Sans contrat, vous avez plus de droits en tant qu'étudiant

Aussi étrange que cela ne puisse paraître, les étudiants qui travaillent sans contrat sont mieux protégés.

Un étudiant sur cinq travaille sans document écrit attestant sa collaboration avec un employeur. Pour les personnes ayant moins de 18 ans, cela monte même à 30%. Toutes les adaptations de la législation du travail estudiantin veillent à lutter contre la fraude sociale. Voilà ce qui ressort d'une étude au sujet des étudiants menée par le fournisseur de service RH Randstad. Mille répondants furent interrogés à cette occasion.

Pas nécessairement non déclaré

Comme toute mission à durée déterminée, un contrat de travail étudiant doit mentionner la date du début de la collaboration. S'il n'y en a pas, cela ne signifie pas automatiquement que le travail est non déclaré. "Il n'y a pas d'office une fraude au niveau des impôts et de la sécurité sociale", explique le professeur Willy Eeckhoutte sur son blog. "Même en cas d'absence de contrat, l'employeur doit mentionner les dates de début et de fin de l'activité du travailleur à la sécurité sociale et au niveau de la déclaration Dimona."

Plus de droits sans contrat

Peu de gens réalisent que les étudiants travaillant sans contrat bénéficient de plus de droits. Il ont droit à la traditionnelle période de préavis (ou à des frais similaires) et travaillent selon un accord oral.

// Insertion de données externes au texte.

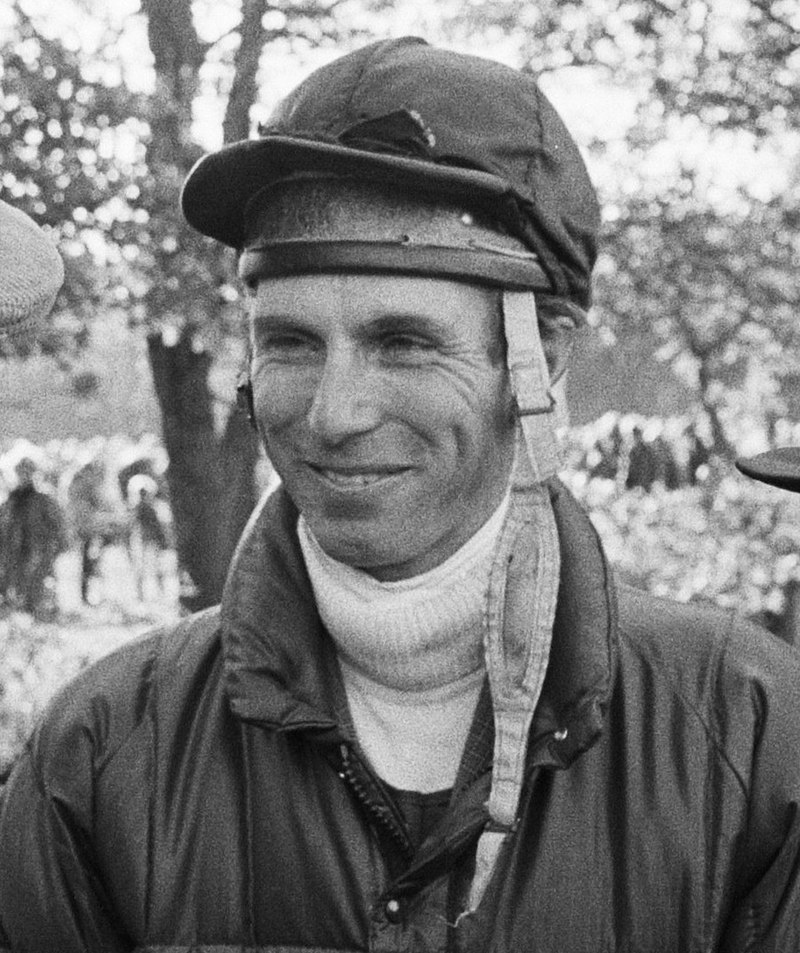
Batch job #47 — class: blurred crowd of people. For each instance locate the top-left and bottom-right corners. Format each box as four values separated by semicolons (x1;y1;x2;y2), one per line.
0;436;173;617
572;413;712;492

"Les étudiants travaillant sans contrat ont tout de même conclu un accord oral avec leur employeur. Ils ont établi oralement ou par l'échange de données un accord selon lequel l'étudiant est au service de son patron moyennant une certaine rémunération. Cela a pour conséquence qu'ils jouissent de la même protection juridique que ceux qui ont signé un contrat. Encore mieux, ils bénéficient même de plus de droits :

  • Les étudiants sans contrat peuvent démissionner à tout moment.
    "L'étudiant peut démissionner (résilier son 'contrat') sans devoir prester un délai de préavis ni payer de frais de résiliation", explique le professeur Willy Eeckhoutte.
  • L'employeur doit verser une indemnité de départ supérieure à l'étudiant n'ayant pas signé de contrat.
    "L'entreprise est obligée de se conformer aux règles applicables aux contrats à durée indéterminée. Résultat des courses, elle ne peut pas considérer la collaboration comme légalement terminée lorsque le contrat arrive (oralement ou implicitement) à son terme. Elle devra prendre la période normale de préavis à sa charge et payer les frais de résiliation y afférant. S'il y avait eu un contrat écrit, l'étudiant aurait bénéficié de moins d'indemnités", conclut le professeur Willy Eeckhoutte.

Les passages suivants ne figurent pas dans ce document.